Fantastic! Now we get the second part of the flag. Let’s get the third part!

from OpenSSL import crypto as c
from Crypto.Util.number import long_to_bytes, bytes_to_long
cert = c.load_certificate(c.FILETYPE_ASN1, open('sighhh.der','rb').read())
cert = c.load_certificate(c.FILETYPE_ASN1, cert.get_extension(0).get_data())
cert = c.load_certificate(c.FILETYPE_ASN1, cert.get_extension(0).get_data())
pubkey = cert.get_pubkey().to_cryptography_key().public_numbers()
n = pubkey.n
e = pubkey.e

m1 = cert.get_extension(0).get_data()

c1 = bytes_to_long(m1)
print(long_to_bytes(pow(c1,e,n)))

b'\x01\xff\xff\xff\xff\xff\xff\xff\xff\xff\xff\xff\xff\xff\xff\xff\xff\xff\xff\xff\xff\xff\xff\xff\xff\xff\xff\xff\xff\xff\xff\xff\xff\xff\xff\xff\xff\xff\xff\xff\xff\xff\xff\xff\xff\xff\xff\xff\xff\xff\xff\xff\xff\xff\xff\xff\xff\xff\xff\xff\xff\xff\xff\xff\xff\xff\xff\xff\xff\xff\xff\xff\xff\xff\xff\xff\xff\xff\xff\xff\xff\xff\xff\xff\xff\xff\xff\xff\xff\xff\xff\xff\xff\xff\xff\xff\xff\xff\xff\xff\xff\xff\xff\xff\xff\xff\xff\xff\xff\xff\xff\xff\xff\xff\xff\xff\xff\xff\xff\xff\xff\xff\xff\xff\xff\xff\xff\xff\xff\xff\xff\xff\xff\xff\xff\xff\xff\xff\xff\xff\xff\xff\xff\xff\xff\xff\xff\xff\xff\xff\xff\xff\xff\xff\xff\xff\xff\xff\xff\xff\xff\xff\xff\xff\xff\xff\xff\xff\xff\xff\xff\xff\xff\xff\xff\xff\xff\xff\xff\xff\xff\xff\xff\xff\xff\xff\xff\xff\xff\xff\xff\xff\xff\xff\xff\xff\xff\xff\xff\xff\x00Signing is not encryption. | c3d644b27f6fc65d7e67d0ad}'

The flag is visible by combining 3 parts. The complete solution code is given below.

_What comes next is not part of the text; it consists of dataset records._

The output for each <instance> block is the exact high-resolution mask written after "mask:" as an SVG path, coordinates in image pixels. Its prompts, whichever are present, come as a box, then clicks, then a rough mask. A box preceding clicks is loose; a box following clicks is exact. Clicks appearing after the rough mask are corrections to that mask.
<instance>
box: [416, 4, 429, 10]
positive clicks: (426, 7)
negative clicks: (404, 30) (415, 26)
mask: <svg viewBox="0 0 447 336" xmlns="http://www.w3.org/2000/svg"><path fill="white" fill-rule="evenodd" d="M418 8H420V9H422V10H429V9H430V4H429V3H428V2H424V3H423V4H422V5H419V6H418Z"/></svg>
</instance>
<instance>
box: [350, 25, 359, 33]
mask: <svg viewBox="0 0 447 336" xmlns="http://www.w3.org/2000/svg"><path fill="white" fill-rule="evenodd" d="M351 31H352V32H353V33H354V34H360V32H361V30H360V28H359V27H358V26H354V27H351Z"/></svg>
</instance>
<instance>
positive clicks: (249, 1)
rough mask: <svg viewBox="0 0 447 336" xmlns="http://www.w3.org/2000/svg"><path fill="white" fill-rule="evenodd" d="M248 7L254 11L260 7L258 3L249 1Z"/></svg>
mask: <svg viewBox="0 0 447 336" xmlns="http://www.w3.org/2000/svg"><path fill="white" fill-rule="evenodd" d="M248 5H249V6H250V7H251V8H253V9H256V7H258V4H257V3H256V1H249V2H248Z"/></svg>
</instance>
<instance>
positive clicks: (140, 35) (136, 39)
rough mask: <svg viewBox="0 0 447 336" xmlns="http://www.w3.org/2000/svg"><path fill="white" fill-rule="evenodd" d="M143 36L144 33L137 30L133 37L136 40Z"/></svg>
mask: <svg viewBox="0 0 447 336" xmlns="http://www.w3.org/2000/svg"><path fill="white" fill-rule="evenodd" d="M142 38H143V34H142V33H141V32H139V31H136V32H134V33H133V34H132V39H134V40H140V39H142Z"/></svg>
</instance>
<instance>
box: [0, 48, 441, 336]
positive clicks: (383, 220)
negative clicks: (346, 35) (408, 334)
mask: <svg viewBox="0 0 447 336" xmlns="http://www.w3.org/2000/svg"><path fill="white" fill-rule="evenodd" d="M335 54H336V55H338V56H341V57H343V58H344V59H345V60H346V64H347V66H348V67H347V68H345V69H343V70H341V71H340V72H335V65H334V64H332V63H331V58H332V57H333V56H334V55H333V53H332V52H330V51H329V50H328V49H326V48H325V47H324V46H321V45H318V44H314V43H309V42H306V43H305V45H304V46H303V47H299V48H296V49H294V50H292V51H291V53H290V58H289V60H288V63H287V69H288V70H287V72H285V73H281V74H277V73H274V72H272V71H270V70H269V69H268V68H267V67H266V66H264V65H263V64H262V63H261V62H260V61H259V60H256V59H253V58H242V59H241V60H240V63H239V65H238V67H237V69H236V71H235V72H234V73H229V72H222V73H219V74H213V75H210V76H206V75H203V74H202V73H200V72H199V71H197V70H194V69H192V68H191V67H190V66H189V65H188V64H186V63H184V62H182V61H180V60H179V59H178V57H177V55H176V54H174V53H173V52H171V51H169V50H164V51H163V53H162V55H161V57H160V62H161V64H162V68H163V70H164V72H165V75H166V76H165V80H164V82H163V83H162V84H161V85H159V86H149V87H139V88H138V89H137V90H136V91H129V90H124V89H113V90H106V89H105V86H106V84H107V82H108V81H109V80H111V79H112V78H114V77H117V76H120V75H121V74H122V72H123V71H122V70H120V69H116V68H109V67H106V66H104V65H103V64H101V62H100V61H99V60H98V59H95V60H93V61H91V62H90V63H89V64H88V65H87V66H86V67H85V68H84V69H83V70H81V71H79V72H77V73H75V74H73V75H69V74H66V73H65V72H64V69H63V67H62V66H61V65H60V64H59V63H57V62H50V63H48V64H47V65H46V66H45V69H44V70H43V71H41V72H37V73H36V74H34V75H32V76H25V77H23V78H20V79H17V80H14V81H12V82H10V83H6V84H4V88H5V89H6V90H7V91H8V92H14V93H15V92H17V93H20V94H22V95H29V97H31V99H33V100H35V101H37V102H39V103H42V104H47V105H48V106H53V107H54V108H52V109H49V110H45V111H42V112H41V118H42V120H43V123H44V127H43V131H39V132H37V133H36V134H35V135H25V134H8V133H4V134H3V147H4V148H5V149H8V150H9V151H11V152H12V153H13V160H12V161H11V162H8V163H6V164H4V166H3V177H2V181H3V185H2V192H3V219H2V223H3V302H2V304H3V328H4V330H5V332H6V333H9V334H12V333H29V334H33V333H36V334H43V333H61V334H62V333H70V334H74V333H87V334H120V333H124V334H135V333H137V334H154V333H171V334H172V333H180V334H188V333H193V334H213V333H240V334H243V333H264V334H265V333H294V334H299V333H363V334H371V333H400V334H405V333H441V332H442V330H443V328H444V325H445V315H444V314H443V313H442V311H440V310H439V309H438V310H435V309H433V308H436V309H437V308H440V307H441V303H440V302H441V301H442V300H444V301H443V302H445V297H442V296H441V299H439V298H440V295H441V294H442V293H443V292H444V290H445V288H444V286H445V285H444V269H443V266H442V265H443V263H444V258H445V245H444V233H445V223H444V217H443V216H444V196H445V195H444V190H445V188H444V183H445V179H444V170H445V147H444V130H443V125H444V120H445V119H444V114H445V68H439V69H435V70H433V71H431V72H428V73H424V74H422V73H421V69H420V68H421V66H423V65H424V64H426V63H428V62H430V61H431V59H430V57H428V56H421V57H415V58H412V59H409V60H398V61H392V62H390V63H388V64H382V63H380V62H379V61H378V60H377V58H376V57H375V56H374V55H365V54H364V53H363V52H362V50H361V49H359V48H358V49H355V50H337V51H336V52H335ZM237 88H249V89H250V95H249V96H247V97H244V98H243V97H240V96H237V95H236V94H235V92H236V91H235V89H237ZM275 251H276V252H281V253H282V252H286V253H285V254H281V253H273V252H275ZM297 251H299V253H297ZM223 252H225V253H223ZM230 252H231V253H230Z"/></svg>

from OpenSSL import crypto as c
from Crypto.Util.number import long_to_bytes, bytes_to_long
import asn1
cert = c.load_certificate(c.FILETYPE_ASN1, open('sighhh.der','rb').read())

for i in range(3):
    pubkey = cert.get_pubkey().to_cryptography_key().public_numbers()
    n = pubkey.n
    e = pubkey.e
    m1 = cert.get_extension(cert.get_extension_count()-1).get_data()
    c1 = bytes_to_long(m1)
    print(long_to_bytes(pow(c1,e,n)))
    if (i < 2):
        cert = c.load_certificate(c.FILETYPE_ASN1, cert.get_extension(0).get_data())

flag : DSO-NUS{02197697b152a2e6d9d36efcfe0950664f6b88c8c3d644b27f6fc65d7e67d0ad}